Toyota 86 due August in NZ
Already launched in Australia, Toyota's joint- venture sports car, the 86, will reach New Zealand showrooms in August, with the Subaru BRZ rendering of this front-engine, rear-drive project arriving a little bit later.
The very fact that our first batch will be of 100 units is good news, but even better is that the car's starting price is to be $41,986. Just think, for just under $5000 more than a Corolla, you opt for a flat-four front-engined rear-drive coupe.
Toyota's prices are usually rounded to $90, but with a whimsical touch, the 86's stickers all end in $86. A slightly better- equipped version called the GT86 will be offered from $46,986, with a sports aero kit adding another $1600.
You'll be able to buy a much more sports-oriented Toyota Racing Developments TRD86 version of the coupe for $63,486, but our bet is that the more sparsely equipped cars will sell more quickly, as it is definitely a car that owners will want to personalise, with some even becoming weekend track cars for those who have the sense to exploit their cars and driving skills at the circuit rather than on public roads.
It's all about balance, and Toyota should be congratulated for its willingness to co-operate with partner Subaru, as by donating the heart of the car to the 86/BRZ plan, in the form of the naturally-aspirated 2.0-litre flat- four, Subaru provides the hardware that keeps the centre of gravity of the plot down low. At just 460mm from the ground, this is more than 20mm lower than most sports in-line engined cars. It also helps the car's weight distribution. At 53:47 front-rear it's close to perfect for a rear-drive coupe, with 50:50 on the button.
Subaru also supplied some of the underpinnings while Toyota came up with the over all engineering and design, and the pleasing, but hardly outrageous body shape and interior.
In terms of power and torque, the naturally-aspirated square- dimensioned 86mm x 86mm flat- four engine delivers an elegant sufficiency of urge, with 147kW and 205Nm on tap, though enthusiasts have already pointed out that Subaru already has the plumbing in its parts bins to make a turbo version and the oily bits to introduce all-wheel-drive. However, both companies are keeping mum about such things and from driving impressions gleaned in Australia, the car already impresses in a Goldilocks sort of way; supplying just the right amount of power for the job, while the brakes are said to be right on the case too.

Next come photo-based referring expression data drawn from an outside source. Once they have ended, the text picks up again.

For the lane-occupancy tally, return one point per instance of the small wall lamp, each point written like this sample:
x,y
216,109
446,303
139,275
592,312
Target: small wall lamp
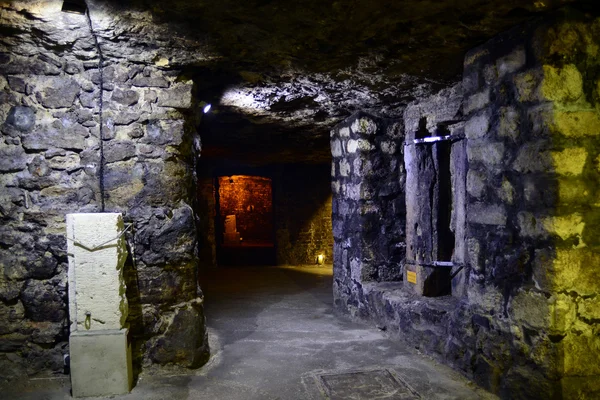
x,y
205,107
320,259
74,6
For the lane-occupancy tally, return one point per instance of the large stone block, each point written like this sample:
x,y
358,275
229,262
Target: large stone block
x,y
60,94
100,363
569,161
97,254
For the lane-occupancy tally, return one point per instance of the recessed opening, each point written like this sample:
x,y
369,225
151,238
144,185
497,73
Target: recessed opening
x,y
245,220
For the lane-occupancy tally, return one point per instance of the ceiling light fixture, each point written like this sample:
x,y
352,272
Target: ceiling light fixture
x,y
74,6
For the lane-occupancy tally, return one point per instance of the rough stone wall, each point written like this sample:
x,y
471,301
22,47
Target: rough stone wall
x,y
303,214
49,166
250,199
526,325
532,107
369,210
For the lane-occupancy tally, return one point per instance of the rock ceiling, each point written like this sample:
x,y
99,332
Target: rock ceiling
x,y
280,73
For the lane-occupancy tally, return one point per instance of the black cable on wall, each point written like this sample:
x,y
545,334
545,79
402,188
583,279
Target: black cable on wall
x,y
100,108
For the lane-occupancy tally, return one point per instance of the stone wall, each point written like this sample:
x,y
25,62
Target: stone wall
x,y
525,325
50,166
532,109
250,199
303,214
369,209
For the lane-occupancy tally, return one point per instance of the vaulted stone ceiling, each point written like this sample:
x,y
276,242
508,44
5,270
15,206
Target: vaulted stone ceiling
x,y
281,73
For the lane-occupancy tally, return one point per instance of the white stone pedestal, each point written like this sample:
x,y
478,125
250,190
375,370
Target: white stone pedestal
x,y
100,363
100,354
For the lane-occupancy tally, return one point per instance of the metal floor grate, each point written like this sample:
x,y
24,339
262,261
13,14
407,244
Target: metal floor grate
x,y
365,385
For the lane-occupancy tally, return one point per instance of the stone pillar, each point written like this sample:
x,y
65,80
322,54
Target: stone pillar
x,y
434,194
99,349
368,205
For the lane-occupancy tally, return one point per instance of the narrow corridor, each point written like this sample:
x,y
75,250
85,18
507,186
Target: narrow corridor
x,y
274,335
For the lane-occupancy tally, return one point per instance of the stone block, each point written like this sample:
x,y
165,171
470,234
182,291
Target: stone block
x,y
388,147
12,159
179,96
511,63
590,308
364,145
476,183
529,226
97,255
565,226
363,126
20,119
581,354
60,94
509,123
485,214
56,136
506,191
573,191
477,127
150,81
336,148
562,85
569,161
477,101
531,309
100,363
125,97
569,270
577,123
352,146
527,85
488,153
533,157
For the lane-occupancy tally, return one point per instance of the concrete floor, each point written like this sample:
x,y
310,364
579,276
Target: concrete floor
x,y
273,335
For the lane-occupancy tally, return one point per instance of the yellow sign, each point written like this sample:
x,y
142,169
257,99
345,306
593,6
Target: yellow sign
x,y
411,276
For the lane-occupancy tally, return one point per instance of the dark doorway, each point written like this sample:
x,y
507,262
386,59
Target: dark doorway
x,y
244,220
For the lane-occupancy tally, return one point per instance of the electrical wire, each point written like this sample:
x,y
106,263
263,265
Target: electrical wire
x,y
100,108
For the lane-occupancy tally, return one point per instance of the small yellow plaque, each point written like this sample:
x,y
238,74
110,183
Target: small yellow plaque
x,y
411,276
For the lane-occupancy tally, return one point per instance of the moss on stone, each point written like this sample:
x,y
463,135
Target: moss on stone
x,y
569,161
562,85
577,123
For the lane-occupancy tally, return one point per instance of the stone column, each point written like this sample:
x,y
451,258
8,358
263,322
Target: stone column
x,y
368,205
99,349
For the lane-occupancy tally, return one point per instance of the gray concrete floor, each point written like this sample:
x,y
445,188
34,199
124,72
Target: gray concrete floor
x,y
273,335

The car sports a six-speed manual with a six-speed automatic available for just $1000 more. All 86 models, except for the entry-point automatic, have a Torsen limited slip differential.
The 86's kerb weight starts at a surprisingly lean 1222kg, for a power-to-weight ratio of 120kW/ tonne. This means that despite being turbo-free, the car can still get to 100kmh in the mid-seven second bracket. This also has a good effect on economy and emissions.
The manual manages 7.8 litres/100km and 181g/km CO2 and the automatic just 7.1 litres/100km and 164 g/km.
Every 86 has seven airbags, sports mode stability control, traction control, ABS, alloy wheels, cruise, air conditioning, CD audio with Bluetooth and iPod compatibility, daytime running lights and information display.
GT86s have 17 inch instead of 16 inch alloy wheels, auto- levelling lights, LED daytime running lights, leather trim, red stitching, and Alcantara lined sports seats, alloy sports pedals and climate control.
The Toyota Racing Development (TRD) package will only be available on 20 cars, with a choice of colour and transmission for each car which will be built to order. TRD86s have a special front spoiler, side skirts, rear lower bumper spoiler and boot spoiler. Black finished forged 18 inch alloy wheels and a Brembo brake set-up are included along with a high response muffler, a four tip exhaust and a sports air filter. The 86 is available in seven exterior colours.
After the August batch is taken up, Toyota says additional 86s will be available in early 2013.
Eighty-six - various meanings
The use of 86 has various connections. In restaurant-speak, when something is "eighty-sixed" it means that they're out of something. In military circles in the US, it refers to the standard depth of a grave - 7' 2" or 86 inches - so to eighty-six something, is to bury it. In Toyota circles, the mid- 80s rear-drive AE86 Corolla Levin is the surest link to the new 86 model. It was famous for its balance, poise and precision, and this is just the image Toyota requires for its new coupe.
In Japanese, it's 'Hachi juu roku', and that's what I'd call mine.